The Time You Never Had, You Have Now
Admittedly, we’ve all recently had a relative or friend suggest the productive use of this time, which many of us are dutifully spending in self-isolation. Common ideas include finally starting the project you never otherwise had time for, reading a book, cleaning out the closet, reorganizing the house or perhaps even learning a new language or adopting a new hobby. The logic is undeniably sound—we so often complain that there aren’t enough hours in the day, but now we suddenly have an influx of time. The only question that remains is: How can we best utilize it?
Now, shouldn’t the same reasoning apply to the hospitality realm? As industry leaders, are there ways we can leverage this period of low occupancy? The answer, undeniably, is yes.
As hotels look to update their operational infrastructure and steadily shift many of their primary platforms from legacy technology to new-age solutions throughout the year, they often run into a dilemma of timing. The implementation of a new platform (or in some cases, a total technological overhaul) is often time-consuming, and the training of staff can pose a potential disruption to hotel operations. The same applies, of course, for physical renovations or updates to the property, which could impact the guest experience. Understandably, this means that “high-season” typically isn’t the best time to approach any major renovations, whether technical or property-specific.
And so, an opportunity presents itself. As hotel occupancy dwindles around the globe, properties can tackle projects that are easier to accomplish with low occupancy. This could include the temporary closure of low-traffic areas of hotels (such as F&B outlets); the reduction of costs and staff for nonessential projects and travel; or installing much-needed technology updates such as employee safety devices.
Planning for the Future
We may not have asked for this down period, but we have to play the cards that we’ve been dealt. More importantly, though, is the continued understanding that these circumstances are ultimately temporary. While the evolution and associated timelines of the COVID-19 pandemic are still unclear, there will come a time (whether in two months or six months) when we return to normalcy. Hotels will once again welcome an influx of guests; airports will be busy with travelers in transit; and businesses and consumers alike will once again embrace life as we’ve always known it. Those exciting predictions we had for 2020? Well, they might be paused temporarily, but they will once again be within our grasp.

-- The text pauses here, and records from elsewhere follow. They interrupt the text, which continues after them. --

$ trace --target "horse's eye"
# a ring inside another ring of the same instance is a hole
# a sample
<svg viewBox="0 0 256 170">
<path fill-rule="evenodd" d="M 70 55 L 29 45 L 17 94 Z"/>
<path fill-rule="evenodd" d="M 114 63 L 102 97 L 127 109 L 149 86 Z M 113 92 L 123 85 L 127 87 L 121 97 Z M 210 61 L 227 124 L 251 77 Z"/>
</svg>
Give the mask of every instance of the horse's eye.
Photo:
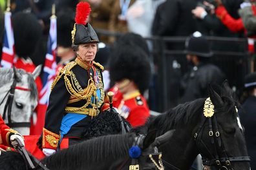
<svg viewBox="0 0 256 170">
<path fill-rule="evenodd" d="M 21 109 L 23 108 L 23 104 L 22 103 L 19 102 L 16 102 L 17 108 L 19 109 Z"/>
<path fill-rule="evenodd" d="M 228 133 L 235 133 L 235 128 L 226 128 L 225 131 Z"/>
</svg>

For now, we simply have to keep our eyes trained on that future and, subsequently, we have to find ways to ‘future-proof’ our business.
Hoteliers, ask yourself the following:
- Can you use this time to go over your operational structure in granular detail?
- Can you determine any holes in your service offering and, better yet, formulate a plan to mitigate those service gaps once occupancy increases proactively?
- Can you improve staff training; update staff and guest resources; develop new offerings; and perform deep cleans and maintenance tasks that have otherwise been neglected?
- Can you offer support and value to your staff and guests?
- Can you perform competitor research?
- How can you ensure you hit the ground running when this is all said and done?
Moreover, use this time to get creative, laying the foundation for the marketing initiatives that will guide your property to success once the pandemic has passed. Right now, we are all enduring the same challenges on a global scale. And, although travel might currently be off the table, your audience is still there, listening. If anything, they are paying closer attention than ever before. Ultimately, those brands that utilize this time to proactively improve upon their offering, support their community and emerge a market leader are sure to make a swift recovery.
Robb Monkman is the founder/CEO of React Mobile Inc., which has created a personal safety platform that is transforming the way people call for help in emergencies.
This is a contributed piece to Hotel Business, authored by an industry professional. The thoughts expressed are the perspective of the bylined individual.